Justice Department Seeks Heavy Sentence for Kevin Ring
Federal prosecutors are set on seeing Kevin Ring, a former colleague of ex-lobbyist Jack Abramoff, behind bars for as many as 22 years.
In a filing Thursday, prosecutors maintained that Ring should face 17 to 22 years in prison — which exceeds the combined time served by the 20 other defendants in the Abramoff case — because he “is not entitled to the benefits, or leniency, enjoyed by his co-conspirators who stood in a very different position in 2005 to 2008 than he does in 2011.”
Ring’s lawyers argue that the lengthy sentence is retaliation for his decision to stand trial instead of accepting a plea deal like the other defendants in the Abramoff investigation.
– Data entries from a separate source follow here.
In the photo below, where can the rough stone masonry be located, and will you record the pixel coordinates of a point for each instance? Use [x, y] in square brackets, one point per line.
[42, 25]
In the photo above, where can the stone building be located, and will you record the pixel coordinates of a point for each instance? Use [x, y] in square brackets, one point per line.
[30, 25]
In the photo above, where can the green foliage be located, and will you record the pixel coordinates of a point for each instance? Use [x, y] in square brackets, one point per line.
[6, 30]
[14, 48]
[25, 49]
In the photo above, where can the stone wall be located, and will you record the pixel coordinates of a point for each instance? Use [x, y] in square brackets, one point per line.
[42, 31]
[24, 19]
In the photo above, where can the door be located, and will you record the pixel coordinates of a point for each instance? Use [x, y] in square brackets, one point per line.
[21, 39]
“Such argument is wildly unfounded and without basis in fact of law,” Jack Smith, chief of the Justice Department’s public integrity unit, and Denis J. McInerney, chief of the fraud section, wrote in the filing. “Ring’s claim of ‘retaliation’ for leniency granted to his co-conspirators is inconsistent with Supreme Court precedent and attacks the foundation and spirit of our criminal justice system, and should be soundly rejected.”
Ring, a former aide to ex-Rep. John Doolittle (R-Calif.) who later became a lobbyist, was convicted last fall on five public corruption counts, including conspiracy, payment of a gratuity and honest services wire fraud after a mistrial in 2009. He was indicted in 2008 on 10 charges stemming from the investigation centered on Abramoff, his former boss.
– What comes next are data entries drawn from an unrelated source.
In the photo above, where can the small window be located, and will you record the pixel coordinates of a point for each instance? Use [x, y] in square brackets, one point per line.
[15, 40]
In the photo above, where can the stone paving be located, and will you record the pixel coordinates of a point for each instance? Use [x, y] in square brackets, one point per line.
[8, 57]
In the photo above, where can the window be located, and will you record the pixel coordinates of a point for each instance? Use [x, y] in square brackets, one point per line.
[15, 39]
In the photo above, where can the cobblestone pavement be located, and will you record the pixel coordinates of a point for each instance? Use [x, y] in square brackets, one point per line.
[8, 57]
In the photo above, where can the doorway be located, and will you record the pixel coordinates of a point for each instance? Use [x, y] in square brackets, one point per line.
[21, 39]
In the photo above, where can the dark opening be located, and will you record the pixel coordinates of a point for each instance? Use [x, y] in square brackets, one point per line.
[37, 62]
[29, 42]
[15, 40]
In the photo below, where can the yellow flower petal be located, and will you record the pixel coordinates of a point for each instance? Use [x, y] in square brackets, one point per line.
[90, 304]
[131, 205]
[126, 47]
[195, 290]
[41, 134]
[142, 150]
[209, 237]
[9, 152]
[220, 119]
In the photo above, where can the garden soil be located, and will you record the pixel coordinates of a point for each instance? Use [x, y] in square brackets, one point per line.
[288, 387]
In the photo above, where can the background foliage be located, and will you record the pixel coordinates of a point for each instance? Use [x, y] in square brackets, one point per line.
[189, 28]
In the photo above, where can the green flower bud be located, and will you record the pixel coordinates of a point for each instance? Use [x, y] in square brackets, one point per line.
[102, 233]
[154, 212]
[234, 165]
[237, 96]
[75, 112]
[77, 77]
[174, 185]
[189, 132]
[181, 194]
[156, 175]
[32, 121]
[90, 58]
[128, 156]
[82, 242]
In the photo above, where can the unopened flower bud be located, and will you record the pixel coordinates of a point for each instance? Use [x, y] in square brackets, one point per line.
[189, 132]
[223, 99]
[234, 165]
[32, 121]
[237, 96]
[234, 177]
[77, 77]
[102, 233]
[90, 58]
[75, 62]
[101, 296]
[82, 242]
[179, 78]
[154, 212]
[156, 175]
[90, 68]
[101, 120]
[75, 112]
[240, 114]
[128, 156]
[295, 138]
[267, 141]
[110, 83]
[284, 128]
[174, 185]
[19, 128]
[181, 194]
During a Tuesday hearing on Ring’s sentence, the judge noted that the sentence was a big price to pay for refusing to admit guilt and fighting the charges, albeit unsuccessfully, the Associated Press reported.
“That’s a pretty big penalty for exercising a constitutional right,” U.S. District Judge Ellen Segal Huvelle remarked.
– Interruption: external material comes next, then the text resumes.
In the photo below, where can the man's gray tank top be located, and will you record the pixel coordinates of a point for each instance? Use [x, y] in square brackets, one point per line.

Justice Department attorney Nathaniel Edmonds responded that a stiff sentence would not be a punishment for going to trial. He said cooperating defendants are rewarded with leniency, a distinction repeatedly upheld by the Supreme Court and frequently used in prosecutions, according to the AP.
Huvelle is likely to make a final decision on the sentence by the end of October. In the meantime, Ring’s lawyers, a team at Miller & Chevalier, will be pushing for a more friendly sentence. They believe Ring should be treated like the other defendants, many of whom settled for probationary sentences.
Ring’s attorney, Andrew Wise, declined to comment.